I thought things were supposed to calm down after Christmas! They have not. We have found a new place to live though and move in less than 4 weeks! Maybe March will be quieter?
Back to Christmas though (seems so long ago already), I spent the whole festive period dreaming about and wanting to make these brownies. I’ve been on a mint choc ride these past few months since making some peppermint bark (which I still haven’t shared with you, I’m sorry, maybe next Christmas!) for my Christmas hampers. However, I never got the chance to make them, I had the ingredients ready and everything. So, once we got home, after spending Christmas and Hogmanay in Scotland, I set about beginning my ‘healthy 2016’ with a batch of these… The year doesn’t start until we go back to work right?!
I spotted the recipe on In Jennie’s Kitchen (a ‘go to’ blog of mine) and just switched the flour to gluten free flour. Jennie does have a recipe for grain free peppermint brownies though, if you are so inclined.
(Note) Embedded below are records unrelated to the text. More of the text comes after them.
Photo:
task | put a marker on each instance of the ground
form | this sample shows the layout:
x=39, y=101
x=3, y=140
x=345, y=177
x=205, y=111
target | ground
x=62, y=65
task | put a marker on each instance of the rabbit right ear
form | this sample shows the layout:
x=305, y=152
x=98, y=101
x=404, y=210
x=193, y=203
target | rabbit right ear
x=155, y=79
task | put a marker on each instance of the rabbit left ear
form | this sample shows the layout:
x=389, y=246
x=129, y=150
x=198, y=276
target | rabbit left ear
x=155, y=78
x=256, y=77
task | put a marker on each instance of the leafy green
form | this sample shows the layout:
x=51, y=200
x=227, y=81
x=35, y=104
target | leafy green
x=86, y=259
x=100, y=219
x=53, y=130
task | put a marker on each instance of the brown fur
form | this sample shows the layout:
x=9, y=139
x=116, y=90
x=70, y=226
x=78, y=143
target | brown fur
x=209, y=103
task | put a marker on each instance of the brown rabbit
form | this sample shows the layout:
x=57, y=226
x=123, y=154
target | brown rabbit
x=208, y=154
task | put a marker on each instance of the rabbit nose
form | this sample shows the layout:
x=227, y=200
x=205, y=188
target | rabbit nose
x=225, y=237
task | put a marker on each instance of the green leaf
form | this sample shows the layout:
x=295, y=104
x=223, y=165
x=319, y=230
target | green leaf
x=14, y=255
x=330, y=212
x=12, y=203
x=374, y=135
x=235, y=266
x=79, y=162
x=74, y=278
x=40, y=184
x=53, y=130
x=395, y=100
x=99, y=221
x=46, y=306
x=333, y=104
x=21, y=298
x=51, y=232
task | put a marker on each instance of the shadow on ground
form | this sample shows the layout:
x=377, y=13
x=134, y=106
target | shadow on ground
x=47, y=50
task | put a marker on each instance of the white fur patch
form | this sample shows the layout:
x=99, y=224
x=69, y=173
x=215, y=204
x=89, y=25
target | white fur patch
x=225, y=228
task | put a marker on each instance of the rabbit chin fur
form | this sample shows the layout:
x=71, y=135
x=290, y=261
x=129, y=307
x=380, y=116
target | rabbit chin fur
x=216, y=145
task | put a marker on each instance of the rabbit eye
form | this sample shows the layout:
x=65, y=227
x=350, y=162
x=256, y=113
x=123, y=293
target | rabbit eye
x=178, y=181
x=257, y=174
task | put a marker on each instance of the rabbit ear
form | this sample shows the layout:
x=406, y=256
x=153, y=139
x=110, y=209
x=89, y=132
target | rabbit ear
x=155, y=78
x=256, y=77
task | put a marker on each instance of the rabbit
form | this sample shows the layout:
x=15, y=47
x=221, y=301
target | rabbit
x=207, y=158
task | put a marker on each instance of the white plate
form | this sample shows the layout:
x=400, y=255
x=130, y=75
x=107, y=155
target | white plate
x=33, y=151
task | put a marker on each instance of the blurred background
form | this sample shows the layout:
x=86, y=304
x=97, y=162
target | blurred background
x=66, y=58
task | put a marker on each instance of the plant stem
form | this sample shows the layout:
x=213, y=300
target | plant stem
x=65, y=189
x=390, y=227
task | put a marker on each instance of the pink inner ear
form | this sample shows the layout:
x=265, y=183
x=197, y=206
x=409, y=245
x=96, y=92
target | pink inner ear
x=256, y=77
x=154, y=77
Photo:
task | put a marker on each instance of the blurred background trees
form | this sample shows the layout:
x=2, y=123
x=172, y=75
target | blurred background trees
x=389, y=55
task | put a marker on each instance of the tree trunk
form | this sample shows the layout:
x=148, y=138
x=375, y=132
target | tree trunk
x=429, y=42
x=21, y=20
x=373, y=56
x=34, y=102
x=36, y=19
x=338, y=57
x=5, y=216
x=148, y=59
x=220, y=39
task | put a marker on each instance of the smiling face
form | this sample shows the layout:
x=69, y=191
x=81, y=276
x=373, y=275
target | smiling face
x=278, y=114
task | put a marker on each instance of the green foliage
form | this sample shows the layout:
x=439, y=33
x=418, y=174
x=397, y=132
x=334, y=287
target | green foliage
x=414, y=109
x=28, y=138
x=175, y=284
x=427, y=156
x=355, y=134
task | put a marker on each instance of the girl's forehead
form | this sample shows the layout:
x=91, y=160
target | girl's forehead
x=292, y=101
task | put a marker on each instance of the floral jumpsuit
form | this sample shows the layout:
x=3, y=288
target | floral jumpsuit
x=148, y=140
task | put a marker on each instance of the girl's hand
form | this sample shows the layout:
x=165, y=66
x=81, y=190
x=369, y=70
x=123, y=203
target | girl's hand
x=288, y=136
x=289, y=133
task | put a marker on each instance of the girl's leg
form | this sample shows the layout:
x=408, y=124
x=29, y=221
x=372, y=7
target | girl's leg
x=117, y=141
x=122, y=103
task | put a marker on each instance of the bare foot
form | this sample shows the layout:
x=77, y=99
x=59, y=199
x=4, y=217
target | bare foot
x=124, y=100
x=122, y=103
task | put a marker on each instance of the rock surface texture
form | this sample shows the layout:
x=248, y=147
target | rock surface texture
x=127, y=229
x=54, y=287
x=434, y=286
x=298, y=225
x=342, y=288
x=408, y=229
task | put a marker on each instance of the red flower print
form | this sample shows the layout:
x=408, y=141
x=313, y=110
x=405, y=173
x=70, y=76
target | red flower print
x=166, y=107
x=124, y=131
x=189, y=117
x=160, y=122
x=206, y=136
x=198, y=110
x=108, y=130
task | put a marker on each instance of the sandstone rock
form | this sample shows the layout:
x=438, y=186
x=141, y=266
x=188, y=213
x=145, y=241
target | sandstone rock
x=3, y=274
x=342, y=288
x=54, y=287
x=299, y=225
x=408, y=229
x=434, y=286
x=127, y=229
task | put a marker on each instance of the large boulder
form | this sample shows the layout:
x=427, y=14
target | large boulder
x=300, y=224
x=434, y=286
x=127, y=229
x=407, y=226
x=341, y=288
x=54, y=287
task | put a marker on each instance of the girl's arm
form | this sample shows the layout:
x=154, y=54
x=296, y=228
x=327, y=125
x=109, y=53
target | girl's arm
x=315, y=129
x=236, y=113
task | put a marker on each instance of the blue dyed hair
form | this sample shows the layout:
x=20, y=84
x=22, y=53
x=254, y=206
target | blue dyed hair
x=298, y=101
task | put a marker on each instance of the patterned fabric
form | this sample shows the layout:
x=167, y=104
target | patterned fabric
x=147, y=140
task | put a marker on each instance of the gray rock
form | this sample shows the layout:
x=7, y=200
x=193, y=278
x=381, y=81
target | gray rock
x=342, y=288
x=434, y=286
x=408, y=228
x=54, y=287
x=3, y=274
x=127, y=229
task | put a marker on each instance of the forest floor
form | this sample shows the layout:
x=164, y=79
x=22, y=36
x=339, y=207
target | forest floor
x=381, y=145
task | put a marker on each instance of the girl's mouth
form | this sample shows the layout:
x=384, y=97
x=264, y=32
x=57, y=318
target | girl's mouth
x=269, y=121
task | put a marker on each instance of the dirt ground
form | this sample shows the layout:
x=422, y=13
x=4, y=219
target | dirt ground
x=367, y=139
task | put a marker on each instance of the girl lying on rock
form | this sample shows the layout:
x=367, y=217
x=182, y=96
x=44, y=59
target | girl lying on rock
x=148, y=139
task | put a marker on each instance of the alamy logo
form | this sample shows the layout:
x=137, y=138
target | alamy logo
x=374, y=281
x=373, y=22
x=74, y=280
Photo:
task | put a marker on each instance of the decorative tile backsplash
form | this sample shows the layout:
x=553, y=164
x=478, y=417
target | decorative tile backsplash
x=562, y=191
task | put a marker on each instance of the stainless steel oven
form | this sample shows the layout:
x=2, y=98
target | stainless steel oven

- 170 g of milk chocolate chips (or a bar broken into chunks, I opted for dark chocolate)
- 85 g of mint chocolate chips/chunks
- 75 g of gluten free flour
- 35 g of good quality dark cocoa powder (such as Green & Blacks)
- 0.75 tsp of salt
- 115 g of butter, at room temperature
- 1.5 tsp of vanilla extract
- 3 large eggs
- 225 g of granulated natural cane sugar
- Preheat the oven to 180°C and line a deep/brownie baking tray.
- Place all the chocolate and butter into a microwaveable bowl and heat in 30 second bursts, stirring each time, until melted.
- Stir in the vanilla and leave the chocolate to cool a little.
- In a large mixing bowl,whisk together the eggs and sugar until they become and pale and thicken up.
- Whisk in the melted chocolate mixture.
- Fold the flour, cocoa and salt into the mixture.
- Pour the mixture into the prepared tin and bake for 30 minutes or until the centre is set.
- Leave to cool and then cut and serve. These warm with some ice cream would be divine!